Sticking with the outsourcing theme, Heidel then finds his client some separate account managers. "I can't imagine a client with any sum of money that I couldn't use the BD-managed account choices for. There are minimums, but they're pretty low-$25,000 to $100,000, depending upon the manager."
Again praising his broker-dealer for its due diligence and sound offerings, Heidel says most of the managers he has to choose from are household names for which he receives ample broker-dealer research. "I also use Morningstar data to do screening and analysis in addition to what my BD provides. This is not something a registered rep who's not an RIA will always do.

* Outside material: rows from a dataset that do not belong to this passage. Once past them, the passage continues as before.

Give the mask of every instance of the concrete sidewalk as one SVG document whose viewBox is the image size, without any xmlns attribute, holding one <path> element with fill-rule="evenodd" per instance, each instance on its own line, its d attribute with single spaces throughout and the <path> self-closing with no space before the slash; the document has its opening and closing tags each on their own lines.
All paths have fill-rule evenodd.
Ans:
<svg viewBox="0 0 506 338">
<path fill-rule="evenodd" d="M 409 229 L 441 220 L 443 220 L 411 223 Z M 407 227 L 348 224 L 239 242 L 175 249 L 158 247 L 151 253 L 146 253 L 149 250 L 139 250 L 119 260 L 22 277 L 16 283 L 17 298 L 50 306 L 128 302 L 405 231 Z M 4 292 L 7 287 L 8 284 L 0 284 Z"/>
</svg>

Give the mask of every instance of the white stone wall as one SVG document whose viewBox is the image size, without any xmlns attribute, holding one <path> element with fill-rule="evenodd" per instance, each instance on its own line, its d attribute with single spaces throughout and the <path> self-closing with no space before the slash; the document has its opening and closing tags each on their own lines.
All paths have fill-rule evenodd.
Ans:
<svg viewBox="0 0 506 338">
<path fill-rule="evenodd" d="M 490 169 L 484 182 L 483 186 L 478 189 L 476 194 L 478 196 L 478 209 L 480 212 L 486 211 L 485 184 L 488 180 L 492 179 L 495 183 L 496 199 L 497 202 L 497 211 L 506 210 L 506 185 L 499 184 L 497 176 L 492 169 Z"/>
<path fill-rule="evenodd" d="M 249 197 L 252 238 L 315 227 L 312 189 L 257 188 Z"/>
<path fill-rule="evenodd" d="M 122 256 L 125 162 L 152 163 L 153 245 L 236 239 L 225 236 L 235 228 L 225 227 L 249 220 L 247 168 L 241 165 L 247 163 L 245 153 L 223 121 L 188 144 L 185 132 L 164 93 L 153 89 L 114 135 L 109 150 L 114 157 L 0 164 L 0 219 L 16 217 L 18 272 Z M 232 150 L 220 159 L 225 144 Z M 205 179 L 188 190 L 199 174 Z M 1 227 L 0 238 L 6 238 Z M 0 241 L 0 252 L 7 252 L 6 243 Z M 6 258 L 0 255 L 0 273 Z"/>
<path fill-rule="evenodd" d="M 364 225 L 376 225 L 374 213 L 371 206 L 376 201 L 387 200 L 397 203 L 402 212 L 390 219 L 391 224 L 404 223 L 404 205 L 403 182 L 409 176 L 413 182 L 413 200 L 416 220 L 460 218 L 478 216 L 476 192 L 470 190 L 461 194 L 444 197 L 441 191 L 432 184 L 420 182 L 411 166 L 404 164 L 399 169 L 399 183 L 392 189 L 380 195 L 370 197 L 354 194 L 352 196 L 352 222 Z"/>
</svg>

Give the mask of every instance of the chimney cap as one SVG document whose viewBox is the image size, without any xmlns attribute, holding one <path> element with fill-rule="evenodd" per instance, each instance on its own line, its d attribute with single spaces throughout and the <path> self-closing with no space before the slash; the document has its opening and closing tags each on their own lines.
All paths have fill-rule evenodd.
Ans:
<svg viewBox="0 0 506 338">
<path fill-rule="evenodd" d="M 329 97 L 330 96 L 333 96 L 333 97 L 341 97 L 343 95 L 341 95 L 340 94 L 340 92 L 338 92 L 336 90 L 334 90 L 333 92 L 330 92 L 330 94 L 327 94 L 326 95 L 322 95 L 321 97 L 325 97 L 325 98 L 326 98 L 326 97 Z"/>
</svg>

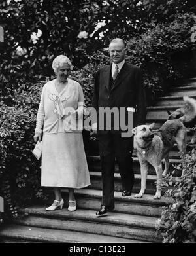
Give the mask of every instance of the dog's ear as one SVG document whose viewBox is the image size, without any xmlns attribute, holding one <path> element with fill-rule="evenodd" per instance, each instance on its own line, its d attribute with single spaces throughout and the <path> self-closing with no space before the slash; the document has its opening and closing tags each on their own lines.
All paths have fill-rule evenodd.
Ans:
<svg viewBox="0 0 196 256">
<path fill-rule="evenodd" d="M 150 128 L 151 129 L 152 129 L 152 128 L 154 128 L 154 126 L 155 126 L 155 122 L 153 122 L 152 124 L 150 124 Z"/>
<path fill-rule="evenodd" d="M 137 127 L 135 127 L 135 128 L 132 129 L 131 132 L 132 132 L 132 133 L 133 134 L 137 134 Z"/>
</svg>

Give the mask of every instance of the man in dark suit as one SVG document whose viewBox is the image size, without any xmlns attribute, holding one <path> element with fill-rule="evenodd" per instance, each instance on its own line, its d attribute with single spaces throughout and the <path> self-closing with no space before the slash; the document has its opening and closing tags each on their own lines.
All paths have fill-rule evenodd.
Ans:
<svg viewBox="0 0 196 256">
<path fill-rule="evenodd" d="M 112 63 L 99 69 L 95 75 L 93 107 L 97 113 L 100 108 L 117 107 L 120 110 L 132 107 L 136 111 L 135 126 L 146 122 L 146 95 L 140 69 L 125 61 L 125 52 L 126 44 L 122 39 L 115 39 L 110 42 L 109 52 Z M 125 119 L 127 120 L 127 113 Z M 115 157 L 122 181 L 123 196 L 131 194 L 134 184 L 133 136 L 123 137 L 120 128 L 114 130 L 114 122 L 112 119 L 111 130 L 99 129 L 99 122 L 92 125 L 93 131 L 97 132 L 103 181 L 101 207 L 97 215 L 105 214 L 114 208 Z"/>
</svg>

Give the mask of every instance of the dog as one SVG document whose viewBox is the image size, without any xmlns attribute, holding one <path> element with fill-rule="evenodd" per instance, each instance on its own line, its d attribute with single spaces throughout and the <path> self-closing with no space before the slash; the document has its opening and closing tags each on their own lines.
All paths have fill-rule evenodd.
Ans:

I may recommend a mutual fund for a small account rather than a separate account manager," he says, "and for those who get managed accounts, no two clients have the same portfolio."

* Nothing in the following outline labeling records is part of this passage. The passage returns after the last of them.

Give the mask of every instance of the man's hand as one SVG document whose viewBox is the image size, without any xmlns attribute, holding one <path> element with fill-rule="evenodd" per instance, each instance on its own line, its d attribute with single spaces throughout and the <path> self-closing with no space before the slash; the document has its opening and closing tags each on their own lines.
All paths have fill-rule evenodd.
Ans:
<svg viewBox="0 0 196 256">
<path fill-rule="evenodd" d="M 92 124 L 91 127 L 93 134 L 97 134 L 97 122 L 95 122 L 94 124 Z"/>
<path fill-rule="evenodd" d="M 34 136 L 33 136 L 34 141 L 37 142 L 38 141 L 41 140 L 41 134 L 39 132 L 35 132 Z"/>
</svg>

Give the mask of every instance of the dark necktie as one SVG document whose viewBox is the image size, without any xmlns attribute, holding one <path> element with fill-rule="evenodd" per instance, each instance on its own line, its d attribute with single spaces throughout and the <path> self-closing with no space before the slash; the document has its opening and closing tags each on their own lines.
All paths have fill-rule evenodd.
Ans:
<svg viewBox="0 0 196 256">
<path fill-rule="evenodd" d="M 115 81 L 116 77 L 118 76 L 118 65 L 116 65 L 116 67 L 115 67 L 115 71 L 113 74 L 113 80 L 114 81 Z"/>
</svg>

What if, in the course of initial or ongoing planning, it's decided his client needs long-term care insurance? This poses an exception to Heidel's otherwise simple fee structure. "I'm also insurance licensed because I'm a firm believer in LTC, and through my BD I can shop among 10 or 12 insurers for my clients."

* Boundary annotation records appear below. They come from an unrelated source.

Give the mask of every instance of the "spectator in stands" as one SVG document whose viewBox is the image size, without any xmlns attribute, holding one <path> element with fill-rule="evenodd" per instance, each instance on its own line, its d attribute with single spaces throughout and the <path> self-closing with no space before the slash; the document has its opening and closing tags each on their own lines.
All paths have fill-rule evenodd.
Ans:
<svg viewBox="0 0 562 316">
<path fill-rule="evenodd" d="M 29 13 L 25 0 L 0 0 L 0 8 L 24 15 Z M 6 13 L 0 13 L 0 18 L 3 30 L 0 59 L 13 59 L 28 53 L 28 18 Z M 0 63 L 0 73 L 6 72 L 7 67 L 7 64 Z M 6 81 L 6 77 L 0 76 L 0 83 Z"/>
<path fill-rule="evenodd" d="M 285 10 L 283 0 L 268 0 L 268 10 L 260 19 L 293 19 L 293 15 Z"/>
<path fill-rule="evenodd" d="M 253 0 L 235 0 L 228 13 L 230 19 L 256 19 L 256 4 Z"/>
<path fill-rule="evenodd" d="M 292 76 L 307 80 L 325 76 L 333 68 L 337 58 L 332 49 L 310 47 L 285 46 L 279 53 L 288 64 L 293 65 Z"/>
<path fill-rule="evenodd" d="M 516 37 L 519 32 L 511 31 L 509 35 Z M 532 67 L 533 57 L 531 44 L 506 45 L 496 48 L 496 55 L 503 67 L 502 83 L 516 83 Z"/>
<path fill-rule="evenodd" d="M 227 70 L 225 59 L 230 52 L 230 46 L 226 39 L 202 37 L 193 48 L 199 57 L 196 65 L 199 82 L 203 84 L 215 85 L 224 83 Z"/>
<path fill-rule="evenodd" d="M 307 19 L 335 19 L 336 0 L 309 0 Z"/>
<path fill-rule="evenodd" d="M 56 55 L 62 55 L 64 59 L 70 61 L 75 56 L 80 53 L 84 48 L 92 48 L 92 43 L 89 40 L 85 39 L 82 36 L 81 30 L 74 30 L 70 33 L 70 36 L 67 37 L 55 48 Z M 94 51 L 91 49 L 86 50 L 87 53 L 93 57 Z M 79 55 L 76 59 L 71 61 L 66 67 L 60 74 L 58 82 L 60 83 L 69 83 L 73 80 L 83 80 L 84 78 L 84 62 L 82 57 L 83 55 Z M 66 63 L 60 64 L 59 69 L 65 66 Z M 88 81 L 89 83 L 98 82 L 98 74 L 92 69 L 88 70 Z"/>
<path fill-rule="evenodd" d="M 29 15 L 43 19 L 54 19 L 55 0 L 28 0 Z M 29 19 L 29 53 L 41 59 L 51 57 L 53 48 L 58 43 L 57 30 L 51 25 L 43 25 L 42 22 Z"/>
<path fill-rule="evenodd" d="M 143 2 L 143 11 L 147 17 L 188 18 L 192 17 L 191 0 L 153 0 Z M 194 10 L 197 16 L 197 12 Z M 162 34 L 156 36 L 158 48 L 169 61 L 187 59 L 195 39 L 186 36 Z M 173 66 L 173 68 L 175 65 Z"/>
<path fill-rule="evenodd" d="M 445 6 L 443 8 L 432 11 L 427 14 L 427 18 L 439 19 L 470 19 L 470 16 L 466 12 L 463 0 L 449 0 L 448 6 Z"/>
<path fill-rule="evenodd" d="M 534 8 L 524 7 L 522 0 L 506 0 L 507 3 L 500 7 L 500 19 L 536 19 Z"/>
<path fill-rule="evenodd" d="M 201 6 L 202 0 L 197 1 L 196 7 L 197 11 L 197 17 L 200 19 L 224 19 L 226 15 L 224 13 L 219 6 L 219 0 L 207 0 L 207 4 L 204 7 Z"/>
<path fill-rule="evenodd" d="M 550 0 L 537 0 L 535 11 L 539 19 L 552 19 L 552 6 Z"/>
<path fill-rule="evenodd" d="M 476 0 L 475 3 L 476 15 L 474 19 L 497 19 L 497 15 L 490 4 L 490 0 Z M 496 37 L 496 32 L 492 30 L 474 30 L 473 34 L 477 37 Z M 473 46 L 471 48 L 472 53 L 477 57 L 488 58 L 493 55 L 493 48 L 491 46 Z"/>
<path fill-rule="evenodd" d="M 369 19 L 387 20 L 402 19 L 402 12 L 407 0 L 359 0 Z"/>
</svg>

Heidel receives a separate commission for LTC insurance he places, sharing the usual 10% of the commission with his broker-dealer. He fully discloses this to his clients, who understand they are free to implement his insurance recommendations elsewhere. Heidel sells little insurance other than LTC because the age bracket of most of his clients precludes the need for life insurance.
So the new client has had an initial plan done, has had his money placed with a separate account manager, and has purchased LTC insurance-what next? In addition to the other steps in the planning process, Heidel is big on constant communication with clients. "I make an effort to touch base monthly by telephone or e-mail. We communicate on all kinds of issues, including a client's occasional call to get permission to buy a hot tub. Depending on how close they are, we meet face-to-face every six months to a year to update their financial plan." He no longer puts out a newsletter though, because if he does it under the Five Rivers name, he can't talk about investment returns.
This is one aspect of the only problem he's got-being accountable to two regulatory bodies, the state of Maryland Securities Division and the NASD. How much of a penalty is this? "On the BD side, I've got to pay $800 a year for my IAR, registered rep and branch office registrations, while also satisfying continuing ed requirements. But my BD's compliance department takes care of most of the associated paperwork for me, keeps me apprised of when I need to take a course to get certain CEs or update my Series 6, 26 or 66 licenses, and they take the licensing fee off my 90% cut." On the Maryland side, he must file his ADV and pay his $400 fee each year like any other independent RIA.
While perhaps not as burdensome as it first sounds, Heidel still doesn't like some aspects of this dual arrangement. "I live in fear of a state audit for my individual firm RIA-not for reason of wrongdoing, but just for the aggravation it would surely entail. I am a one-man operation, and time is everything." But Heidel nonetheless persists in his dual registration. "The biggest advantage is my flexibility to serve anyone who walks through door."
So, bottom line, Heidel's business model works well for him. Although he has some costs associated with his independent RIA and his overall profit margin isn't quite the 90% it is on the BD side of his business, it's certainly much higher than the 40% to 50% margin of most independent advisors, as noted in the Financial Planning Association's 2002 Financial Performance Study of Financial Advisory Practices. Perhaps this is a model other advisors should also be considering.
The only hesitation Heidel has, aside from the dual registration aspect, is how suitable this model will be as he grows his firm. "At some critical size, it may no longer make sense to pay the 10%. I would try to negotiate a lower number or look for a better deal with a different BD," says Heidel. He's still sure he doesn't want the administrative and back-office headaches that most independent RIAs seem quite willing to accept.